Divided Passions:
Jewish Intellectuals and the Experience of Modernity
by Paul Mendes-Flohr
Wayne State University Press, 449 pages, $39.95
In Genesis (24:10) it is said that Abraham, the father of the Jewish people, descended from Mesopotamia—or as it is called in Hebrew Aram-Naharaim, literally, a land of the two rivers. Paul Mendes-Flohr notes that when the great philosopher and theologian Franz Rosenzweig came to this passage he translated it as Zweistromland to indicate that the Jewish nation is nurtured and sustained by two streams or a conjunction of several sources. It is the image of the Jews as a people destined to live between “two rivers” or to combine multiple cultures that is the recurrent theme of Divided Passions.

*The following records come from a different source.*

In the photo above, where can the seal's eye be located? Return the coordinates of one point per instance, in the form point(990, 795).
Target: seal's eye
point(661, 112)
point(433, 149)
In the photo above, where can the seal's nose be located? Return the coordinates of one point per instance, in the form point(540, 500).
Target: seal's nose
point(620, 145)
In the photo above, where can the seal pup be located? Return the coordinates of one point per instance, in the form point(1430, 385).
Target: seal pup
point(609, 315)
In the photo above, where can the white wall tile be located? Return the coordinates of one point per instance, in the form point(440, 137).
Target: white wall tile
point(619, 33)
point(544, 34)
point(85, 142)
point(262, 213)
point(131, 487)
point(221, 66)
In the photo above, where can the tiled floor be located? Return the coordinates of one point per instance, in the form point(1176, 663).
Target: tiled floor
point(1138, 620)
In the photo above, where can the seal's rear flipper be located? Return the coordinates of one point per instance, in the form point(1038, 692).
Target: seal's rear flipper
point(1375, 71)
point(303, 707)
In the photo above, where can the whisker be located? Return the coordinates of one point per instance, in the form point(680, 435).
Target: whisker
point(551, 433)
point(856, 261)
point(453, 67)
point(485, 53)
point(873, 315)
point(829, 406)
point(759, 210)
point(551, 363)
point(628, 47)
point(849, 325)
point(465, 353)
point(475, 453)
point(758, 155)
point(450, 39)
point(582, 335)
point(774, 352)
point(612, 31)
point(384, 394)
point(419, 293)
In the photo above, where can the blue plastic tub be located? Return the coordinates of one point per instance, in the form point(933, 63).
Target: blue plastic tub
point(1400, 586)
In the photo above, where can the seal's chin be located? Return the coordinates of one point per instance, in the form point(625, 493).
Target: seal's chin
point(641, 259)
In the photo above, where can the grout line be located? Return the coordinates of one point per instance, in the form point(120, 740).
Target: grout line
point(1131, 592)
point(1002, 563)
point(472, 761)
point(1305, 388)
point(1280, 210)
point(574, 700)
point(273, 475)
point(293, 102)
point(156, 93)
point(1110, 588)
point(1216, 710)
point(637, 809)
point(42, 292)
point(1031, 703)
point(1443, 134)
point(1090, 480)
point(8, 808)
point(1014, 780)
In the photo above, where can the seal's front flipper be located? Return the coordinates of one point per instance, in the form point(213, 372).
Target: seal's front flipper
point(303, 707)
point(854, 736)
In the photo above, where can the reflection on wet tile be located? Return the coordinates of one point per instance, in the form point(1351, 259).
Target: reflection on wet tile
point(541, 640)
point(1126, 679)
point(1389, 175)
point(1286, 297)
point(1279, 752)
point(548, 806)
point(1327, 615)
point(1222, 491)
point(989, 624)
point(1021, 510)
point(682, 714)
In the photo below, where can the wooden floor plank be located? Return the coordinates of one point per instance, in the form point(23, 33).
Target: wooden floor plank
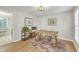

Paul Mendes-Flohr is Professor of Jewish Thought at the Hebrew University of Jerusalem. He is the author of two earlier studies of Martin Buber and has edited and contributed to several volumes of Jewish social thought and history. Divided Passions brings together seventeen essays, all previously published but not all easily accessible, dealing with different aspects of the German-Jewish experience of the nineteenth and twentieth centuries. Each of these essays is written with grace and authority, combining learning and erudition with compassion and sympathy for his subject. The essays range from some preliminary reflections on the category of the “Jewish intellectual” to particular case studies of Martin Buber, Franz Rosenzweig, Gershom Scholem, Ernst Bloch, and Judah Magnes. The work concludes with a “non-philippic” defense of the author’s own Zionism as a way of living with divided passions.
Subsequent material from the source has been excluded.